On the generation of ab initio potential energy surfaces using machine learning techniques

A potential energy surface is a major pre-requisite to carrying out quantum molecular dynamics studies on chemical systems. These studies allow theoreticians to explore the behaviour of modern-day chemistry in ways that are not feasible in a lab, enabling predictions to be made about experiments performed at extreme temperatures and pressures, and even helping to reveal reaction pathways. To achieve this, a PES associates nuclear position and energy, constructing an n-dimensional surface from high-level ab initio calculations that are fit using physically motivated functions. However, this fitting is a painstakingly slow process, and must be tailored to individual systems. This thesis will explore three ways of speeding up the generation of ab initio PESs: simplifying the fitting process, reducing the number of fitting points, and reducing the computational cost of the ab initio calculations themselves.

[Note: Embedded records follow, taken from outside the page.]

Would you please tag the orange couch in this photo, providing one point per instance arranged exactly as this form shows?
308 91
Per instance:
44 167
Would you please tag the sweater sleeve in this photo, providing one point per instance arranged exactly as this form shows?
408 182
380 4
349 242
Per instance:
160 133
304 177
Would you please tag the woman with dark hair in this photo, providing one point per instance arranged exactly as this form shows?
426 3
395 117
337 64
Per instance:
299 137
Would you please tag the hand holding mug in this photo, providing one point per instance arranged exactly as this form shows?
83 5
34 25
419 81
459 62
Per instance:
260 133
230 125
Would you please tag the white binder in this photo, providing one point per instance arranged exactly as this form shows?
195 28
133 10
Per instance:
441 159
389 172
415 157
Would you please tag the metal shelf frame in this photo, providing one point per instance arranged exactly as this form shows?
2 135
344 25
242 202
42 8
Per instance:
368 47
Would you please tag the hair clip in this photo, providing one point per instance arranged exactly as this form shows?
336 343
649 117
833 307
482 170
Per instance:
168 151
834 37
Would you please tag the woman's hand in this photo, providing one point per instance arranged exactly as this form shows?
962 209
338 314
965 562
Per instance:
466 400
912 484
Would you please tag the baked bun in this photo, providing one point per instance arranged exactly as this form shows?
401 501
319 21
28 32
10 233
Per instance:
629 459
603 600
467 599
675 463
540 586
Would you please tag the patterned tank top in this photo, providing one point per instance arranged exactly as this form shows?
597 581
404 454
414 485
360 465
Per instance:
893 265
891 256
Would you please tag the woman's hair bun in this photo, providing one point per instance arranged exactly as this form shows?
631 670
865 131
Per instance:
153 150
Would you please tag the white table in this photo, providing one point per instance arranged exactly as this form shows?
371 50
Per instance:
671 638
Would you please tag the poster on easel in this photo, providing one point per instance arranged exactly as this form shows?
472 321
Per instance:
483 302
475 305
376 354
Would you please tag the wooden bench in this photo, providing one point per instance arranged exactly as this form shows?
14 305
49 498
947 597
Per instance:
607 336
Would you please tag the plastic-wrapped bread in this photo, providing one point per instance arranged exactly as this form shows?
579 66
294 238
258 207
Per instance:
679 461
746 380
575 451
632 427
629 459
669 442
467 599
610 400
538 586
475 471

Machine learning (ML) algorithms offer a number of potential advantages for the construction of PESs: firstly, they represent more of a ``black-box'' approach to the fitting that promises an easier route to accurate surfaces; second, reducing the dimensionality of the problem holds the promise of constructing a surface from significantly fewer points. These algorithms also have access to active learning techniques that aim to reduce the size of machine learning datasets. As such, a particular subset of machine learning model, the neural network, will be used along side a novel application of a firefly inspired optimisation algorithm to speed up PES generation. While the development of new basis sets paired with correlation consistent effective core potentials will aim to speed up data generation.